Last week I talked a bit about an article centering on why kids might be using social media as voraciously as they seemingly do. It was motivated by the book It’s Complicated: The Social Lives of Networked Teens, written by Microsoft researcher and ethnographer Danah Boyd.
Well, I can’t help but come back with just a little more. You see, in the course of digging into Ms. Boyd’s views on the subject, I came upon another set of her insights that I found very interesting. It was her take on kids and online privacy.
Now, if you’re thinking, “Kids these days don’t worry about privacy,” then you’re already heading in the right direction. An average adult will likely reason that if kids were concerned with privacy, they wouldn’t be tweeting out everything from their innermost dreams to where they’re going after school to the fact that they just had Fruit Loops for breakfast. Let’s face it, online discussion, shared pictures and other content is going to be public by default and it can only be private with a lot of effort.
Boyd, however, would say that the “kids don’t worry” part is a myth. She says that teens understand the public and private balance and they do indeed worry about privacy. However, it’s not so much the “my identity’s been stolen” type of worry that we might have, as much as it’s the “I can’t believe my mom is reading and commenting on my Facebook page” type.
So what are the teens doing? Well, the writer says that she found a growing trend in youthful online interactions: Rather than limit access to content, young people are limiting access to the posted content’s meaning.
Here’s how it works: Boyd tells a story of young girl who was separated from her friends but who had just broken up with her boyfriend and needed a little sympathy from her BFFs. The girl’s first thought is to share her misery through the lyrics of a favorite song, but then she realized that—uh oh—if she puts up some Emo song lyric, her mom will read it and probably think she’s suicidal.

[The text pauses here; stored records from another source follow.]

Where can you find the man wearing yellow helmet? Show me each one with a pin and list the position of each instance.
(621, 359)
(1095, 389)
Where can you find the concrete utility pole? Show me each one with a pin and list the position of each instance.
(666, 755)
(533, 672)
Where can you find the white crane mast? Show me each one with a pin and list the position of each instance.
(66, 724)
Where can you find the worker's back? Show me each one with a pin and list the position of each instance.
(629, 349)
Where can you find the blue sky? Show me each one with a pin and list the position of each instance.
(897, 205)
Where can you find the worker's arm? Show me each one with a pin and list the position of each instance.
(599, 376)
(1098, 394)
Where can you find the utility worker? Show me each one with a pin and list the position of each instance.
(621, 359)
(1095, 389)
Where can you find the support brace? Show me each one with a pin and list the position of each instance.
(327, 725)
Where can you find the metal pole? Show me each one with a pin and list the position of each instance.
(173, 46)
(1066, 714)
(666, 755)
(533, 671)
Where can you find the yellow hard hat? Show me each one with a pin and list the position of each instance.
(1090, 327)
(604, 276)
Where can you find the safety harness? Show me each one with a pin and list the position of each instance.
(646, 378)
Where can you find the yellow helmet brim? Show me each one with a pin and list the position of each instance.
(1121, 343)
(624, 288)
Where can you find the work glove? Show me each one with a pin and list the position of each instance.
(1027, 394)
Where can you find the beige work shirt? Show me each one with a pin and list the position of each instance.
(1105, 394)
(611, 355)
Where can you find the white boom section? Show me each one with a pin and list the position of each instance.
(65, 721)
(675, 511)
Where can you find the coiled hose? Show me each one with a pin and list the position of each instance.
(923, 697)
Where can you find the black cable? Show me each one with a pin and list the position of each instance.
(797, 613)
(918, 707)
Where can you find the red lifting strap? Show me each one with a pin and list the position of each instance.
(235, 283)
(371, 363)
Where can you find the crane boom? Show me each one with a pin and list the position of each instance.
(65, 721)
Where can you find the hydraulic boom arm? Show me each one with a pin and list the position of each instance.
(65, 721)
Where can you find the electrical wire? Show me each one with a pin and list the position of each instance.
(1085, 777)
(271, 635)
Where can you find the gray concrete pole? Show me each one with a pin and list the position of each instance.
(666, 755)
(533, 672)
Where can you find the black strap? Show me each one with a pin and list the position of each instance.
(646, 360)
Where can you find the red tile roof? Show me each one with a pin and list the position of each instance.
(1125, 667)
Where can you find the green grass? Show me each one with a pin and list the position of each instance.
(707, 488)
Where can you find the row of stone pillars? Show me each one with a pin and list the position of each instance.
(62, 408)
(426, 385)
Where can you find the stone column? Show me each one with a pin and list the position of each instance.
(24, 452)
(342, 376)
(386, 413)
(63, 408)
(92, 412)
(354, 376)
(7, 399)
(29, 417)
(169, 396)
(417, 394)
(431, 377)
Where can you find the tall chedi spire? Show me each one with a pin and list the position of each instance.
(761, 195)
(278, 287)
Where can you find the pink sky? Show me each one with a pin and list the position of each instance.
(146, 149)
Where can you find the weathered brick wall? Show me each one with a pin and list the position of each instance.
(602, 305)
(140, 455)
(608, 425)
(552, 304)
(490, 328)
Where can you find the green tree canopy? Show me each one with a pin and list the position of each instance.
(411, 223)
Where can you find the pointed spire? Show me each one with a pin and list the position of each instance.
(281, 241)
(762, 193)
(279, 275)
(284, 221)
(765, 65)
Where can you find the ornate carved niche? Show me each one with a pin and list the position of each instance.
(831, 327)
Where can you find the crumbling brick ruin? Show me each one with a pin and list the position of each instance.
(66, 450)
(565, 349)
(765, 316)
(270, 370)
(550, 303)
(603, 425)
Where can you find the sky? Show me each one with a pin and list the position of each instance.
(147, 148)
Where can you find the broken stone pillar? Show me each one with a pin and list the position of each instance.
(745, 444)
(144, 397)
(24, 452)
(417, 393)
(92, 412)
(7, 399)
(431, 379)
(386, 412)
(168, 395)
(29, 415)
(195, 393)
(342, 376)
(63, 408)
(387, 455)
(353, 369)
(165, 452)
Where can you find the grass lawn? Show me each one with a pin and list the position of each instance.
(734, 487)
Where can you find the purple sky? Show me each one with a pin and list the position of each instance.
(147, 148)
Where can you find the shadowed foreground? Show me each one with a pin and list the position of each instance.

So the girl gets around this mommy conundrum by posting the lyrics from an old movie she and her friends had seen together. She posts words from “Always Look on the Bright Side of Life,” a seemingly cheery tune that plays during the crucifixion scene in the Monty Python comedy Life of Brian. (If you don’t know Monty Python, just trust me, it’s not a happy moment.) When her mom sees the post, she instantly texts, “It looks like you’re having a great day!” The girl’s friends, however, catch the true meaning and send their missives of support.
With this approach, only your real friends get the true meaning of things. It’s sort of a hidden code that Boyd says teens are almost instinctually developing in an effort to avoid prying eyes and hide in plain sight. Pig Latin for the digital set, if you will.
Now, perhaps you, dear reader, have been applying this kind of decoder ring thinking to all your online communiques for some time now. But I find it intriguing. And I plan to start scanning old Three Stooges shorts for ways to mask my credit information right away.